Les différences avec 2003
La situation de 2019 est nettement différente de celle de 2003. Comme en 2003 on a connu une montée tout au long de l’année de journées d’action et de grèves. Il y a eu des manifestations sur deux samedis , des blocages de rectorat, des « nuit des écoles ». L’action s’est aussi portée sur les réseaux sociaux avec le #pasdevagues suivi du mouvement des stylos rouges, un nouveau venu qui a su résister à l’utilisation par le ministre et s’est finalement converti à la grève.
Une première différence avec 2003 c’est que le mouvement ne porte que sur des questions professionnelles. Il n’y a pas, comme en 2003, une question générale (les retraites en 2003) qui vient parasiter la journée de grève. C’est bien d’un mouvement enseignant qu’il s’agit.
La seconde différence c’est que la coupure avec le ministre atteint en 2019 des sommets. Selon le baromètre Unsa, un sondage qui fait référence avec près de 30 000 réponses, seulement 6% des enseignants approuvent la politique éducative du ministre. On atteint un plancher jamais atteint. Pire encore : pour la première fois les cadres désapprouvent aussi majoritairement la politique du ministre. Seulement 6% des directeurs d’école soutiennent l’action ministérielle. Si 50% des IEN le font aussi c’est 31% de moins qu’en 2018. Chez les IPR seulement 32% sont pour l’action ministérielle (-17% en un an). Chez les personnels de direction seulement 42 sont favorables à la politique menée. Jamais le fossé n’a été aussi grand entre le ministre et les personnels de l’Education.
Enfin le troisième point tient à JM BLanquer lui même. En 2003 des négociations avaient lieu avec les syndicats jusqu’au bout. Par exemple c’est en juin que Luc Ferry annonce que les médecins scolaires et les personnels sociaux ne seront pas décentralisés. En 2019 le ministre a choisi une attitude opposée. Non seulement il ne dialogue pas avec les syndicats mais il fait des annonces qui sonnent comme un défi. « Je prends très clairement l’engagement qu’aucune épreuve du bac ne sera annulée » , dit il sur Europe 1 le 31 mai. Il précise : « le dialogue social est nécessairement dans la durée. J e ne travaille pas sous la pression encore moins avec un quelconque chantage ».

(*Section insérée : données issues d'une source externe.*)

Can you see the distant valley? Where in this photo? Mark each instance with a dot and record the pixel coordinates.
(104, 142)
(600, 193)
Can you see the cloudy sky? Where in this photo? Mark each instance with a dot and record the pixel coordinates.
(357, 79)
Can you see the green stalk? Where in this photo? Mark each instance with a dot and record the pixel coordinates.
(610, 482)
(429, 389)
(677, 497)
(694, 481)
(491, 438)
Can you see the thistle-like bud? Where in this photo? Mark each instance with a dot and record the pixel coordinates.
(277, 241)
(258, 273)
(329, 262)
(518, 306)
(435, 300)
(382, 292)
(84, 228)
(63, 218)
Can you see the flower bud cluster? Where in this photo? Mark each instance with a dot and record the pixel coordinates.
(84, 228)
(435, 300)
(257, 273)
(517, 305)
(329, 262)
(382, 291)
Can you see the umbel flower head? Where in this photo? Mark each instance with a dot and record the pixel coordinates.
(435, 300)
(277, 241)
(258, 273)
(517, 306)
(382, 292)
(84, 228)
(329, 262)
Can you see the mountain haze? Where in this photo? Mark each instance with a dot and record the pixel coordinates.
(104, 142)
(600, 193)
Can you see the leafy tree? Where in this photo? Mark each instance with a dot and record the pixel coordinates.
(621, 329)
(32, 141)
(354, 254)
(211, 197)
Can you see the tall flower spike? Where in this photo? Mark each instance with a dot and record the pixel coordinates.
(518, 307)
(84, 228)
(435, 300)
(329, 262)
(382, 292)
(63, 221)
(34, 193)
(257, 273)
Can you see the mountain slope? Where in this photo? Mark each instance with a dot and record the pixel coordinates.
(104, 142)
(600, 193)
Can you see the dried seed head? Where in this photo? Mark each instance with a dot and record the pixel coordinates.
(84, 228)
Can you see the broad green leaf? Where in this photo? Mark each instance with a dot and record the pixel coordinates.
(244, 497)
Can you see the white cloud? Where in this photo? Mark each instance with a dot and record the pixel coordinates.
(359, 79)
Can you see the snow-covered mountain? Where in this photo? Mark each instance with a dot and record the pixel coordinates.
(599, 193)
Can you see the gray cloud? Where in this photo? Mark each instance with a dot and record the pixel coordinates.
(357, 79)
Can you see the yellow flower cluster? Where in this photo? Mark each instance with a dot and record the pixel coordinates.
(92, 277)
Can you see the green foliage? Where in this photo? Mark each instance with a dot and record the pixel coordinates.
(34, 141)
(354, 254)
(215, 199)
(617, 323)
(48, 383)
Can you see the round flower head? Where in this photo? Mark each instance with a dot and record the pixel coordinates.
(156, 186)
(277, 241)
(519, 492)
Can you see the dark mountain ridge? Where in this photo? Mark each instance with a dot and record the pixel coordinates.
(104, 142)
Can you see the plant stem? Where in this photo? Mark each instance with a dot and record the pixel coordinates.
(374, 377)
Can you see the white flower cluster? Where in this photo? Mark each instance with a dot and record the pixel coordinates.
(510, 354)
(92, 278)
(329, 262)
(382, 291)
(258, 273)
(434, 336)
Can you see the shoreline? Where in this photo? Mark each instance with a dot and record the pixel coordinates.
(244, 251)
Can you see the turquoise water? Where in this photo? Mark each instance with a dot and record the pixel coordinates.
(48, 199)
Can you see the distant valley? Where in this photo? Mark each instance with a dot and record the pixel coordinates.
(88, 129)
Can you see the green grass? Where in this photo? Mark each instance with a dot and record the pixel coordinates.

Pour autant la grève sera-t-elle fortement suivie ? Deux faits penchent dans l’autre sens. D’abord le fait que c’est un mouvement qu’il sera difficile de rendre populaire. La peep a déjà fait savoir qu’elle proposerait des parents pour surveiller les examens. Des sondages ne manqueront probablement pas de publier des chiffres négatifs pour la grève. Surtout, les enseignants sont attachés à la réussite de leurs élèves qui est devenu à vrai dire le seul moteur professionnel. Mettre en péril un examen, même pour une journée, pose une question d’éthique professionnelle. Les enseignants vont être pris entre leur colère et l’amour du métier.